Como se o desejo de inverter o processo de empobrecimento e degradação da vida dos portugueses fosse um despautério (afinal, em que país vivem os dirigentes do PSD e CDS?), como se a ambição de devolver salários, pensões e reformas cortadas pelo governo cessante fosse um absurdo (afinal que interesses servia a direita no poder?), como se o anseio de ter serviços públicos universais e de qualidade fosse um desvario e como se o propósito de diminuir as desigualdades e injustiças sociais fosse um crime (de resto, tudo extravagâncias mais do que condicionadas pelo espartilho orçamental imposto por esta União Europeia dominada pela cartilha neoliberal).
Como se uma maioria parlamentar de esquerda não pudesse ter a mesma capacidade decisória que a maioria de direita que nos tem governado. Como se a direita tivesse o monopólio da governação e a esquerda estivesse condenada a um estado permanente de vassalagem política. Como se a responsabilidade e o patriotismo tivessem cor partidária. Como se não fosse essencial contribuir para a construção de uma Europa dos cidadãos que coloque os interesses económico-financeiros no seu devido lugar. Como se não fosse urgente reabilitar a democracia europeia, resgatando-a da permanente chantagem dos “mercados” que fazem da soberania popular uma caricatura e das eleições uma mera recomposição dos mesmos ditames. Lembremo-nos da afirmação taxativa do presidente do Eurogrupo, Jeroen Dijsselbloem, sobre eleições do passado dia 4 de outubro, “A situação para Portugal não muda. A situação económica e financeira não muda de um dia para o outro devido às eleições.
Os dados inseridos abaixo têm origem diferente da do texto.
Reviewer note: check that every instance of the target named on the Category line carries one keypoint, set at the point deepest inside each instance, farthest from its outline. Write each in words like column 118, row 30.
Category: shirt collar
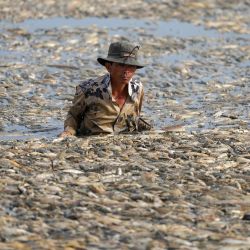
column 133, row 86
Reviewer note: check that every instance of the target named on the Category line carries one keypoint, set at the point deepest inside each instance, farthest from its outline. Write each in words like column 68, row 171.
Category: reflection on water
column 174, row 27
column 47, row 83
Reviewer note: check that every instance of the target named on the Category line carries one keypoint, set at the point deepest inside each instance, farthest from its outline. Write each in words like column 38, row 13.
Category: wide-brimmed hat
column 122, row 52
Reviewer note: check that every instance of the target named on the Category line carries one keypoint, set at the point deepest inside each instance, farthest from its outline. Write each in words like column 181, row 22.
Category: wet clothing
column 94, row 110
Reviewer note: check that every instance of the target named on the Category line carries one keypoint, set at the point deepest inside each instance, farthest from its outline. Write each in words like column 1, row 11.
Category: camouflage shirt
column 95, row 111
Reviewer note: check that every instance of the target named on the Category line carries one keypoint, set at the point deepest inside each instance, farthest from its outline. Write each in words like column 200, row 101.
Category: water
column 173, row 27
column 124, row 27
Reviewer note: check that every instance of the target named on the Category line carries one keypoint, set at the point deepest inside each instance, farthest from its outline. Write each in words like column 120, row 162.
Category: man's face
column 120, row 72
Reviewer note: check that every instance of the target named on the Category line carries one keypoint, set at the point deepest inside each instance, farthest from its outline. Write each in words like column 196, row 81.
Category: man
column 110, row 103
Por isso, não creio que haja razão para uma grande mudança de política neste momento.”, reiterando a posição assumida pelo ministro alemão das Finanças, Wolfgang Schäuble – “As eleições não mudam nada” – a propósito do anterior processo eleitoral grego.
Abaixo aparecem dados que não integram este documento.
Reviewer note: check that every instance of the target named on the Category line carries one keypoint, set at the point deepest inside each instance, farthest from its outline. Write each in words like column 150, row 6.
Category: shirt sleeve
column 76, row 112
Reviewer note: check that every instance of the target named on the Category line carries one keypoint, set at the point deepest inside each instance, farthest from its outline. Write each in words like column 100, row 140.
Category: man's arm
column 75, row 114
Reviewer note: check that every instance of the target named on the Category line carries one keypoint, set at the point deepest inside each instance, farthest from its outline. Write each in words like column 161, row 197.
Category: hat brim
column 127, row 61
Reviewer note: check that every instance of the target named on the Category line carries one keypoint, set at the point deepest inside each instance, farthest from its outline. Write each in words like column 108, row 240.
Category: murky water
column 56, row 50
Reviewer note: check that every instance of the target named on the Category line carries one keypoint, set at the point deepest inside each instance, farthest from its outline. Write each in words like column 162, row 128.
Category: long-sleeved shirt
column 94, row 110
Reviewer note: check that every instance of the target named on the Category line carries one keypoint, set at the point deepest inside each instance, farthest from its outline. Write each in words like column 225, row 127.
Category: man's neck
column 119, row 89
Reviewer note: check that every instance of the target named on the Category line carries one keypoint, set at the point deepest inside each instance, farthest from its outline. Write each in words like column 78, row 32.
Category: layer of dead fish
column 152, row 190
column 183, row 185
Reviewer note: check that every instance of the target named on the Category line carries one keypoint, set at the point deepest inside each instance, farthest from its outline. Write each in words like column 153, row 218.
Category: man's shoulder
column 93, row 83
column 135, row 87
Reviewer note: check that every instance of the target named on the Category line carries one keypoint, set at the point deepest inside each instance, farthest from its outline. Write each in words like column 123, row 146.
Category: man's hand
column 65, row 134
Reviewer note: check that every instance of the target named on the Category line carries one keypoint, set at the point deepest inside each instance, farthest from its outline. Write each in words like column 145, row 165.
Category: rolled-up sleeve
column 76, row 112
A dirigente do Bloco de Esquerda, Mariana Mortágua, em entrevista ao Público (13/11/2015), enunciou o fundamental sobre a atitude da direita portuguesa: “O enorme medo da direita é que se prove que afinal havia alternativa.” Mas para isso, a esquerda portuguesa tem que assentar num programa mínimo de convergência que, preservando a identidade e as reivindicações de cada uma das formações políticas, coloque o projeto comum como prioridade absoluta. Ater-se ao essencial (prescindindo mesmo, se necessário for, de alguns propósitos) é condição sine qua non para a durabilidade – não só desejável, mas vital – da esquerda. Como disse sabiamente José Pacheco Pereira a propósito deste “casamento” dos partidos da esquerda, “há uma coisa que os esposos devem ter clara na sua cabeça, escrita em letras de fogo, tatuada nas mãos e nos braços, para que estejam sempre a ver, é que o divórcio será muito mais gravoso e penoso.” (Público, 31/10/2015), acrescentando que, para que um governo de esquerda resulte, tem de “governar razoavelmente, onde o ótimo é inimigo do bom”. Se isso acontecer, Pacheco Pereira não tem dúvidas em considerar que “provocará um ponto sem retorno na vida política portuguesa.” A alternativa é uma irremediável perpetuação da direita mais revanchista no poder e o aniquilamento da capacidade da esquerda em protagonizar outros caminhos para a nossa sociedade.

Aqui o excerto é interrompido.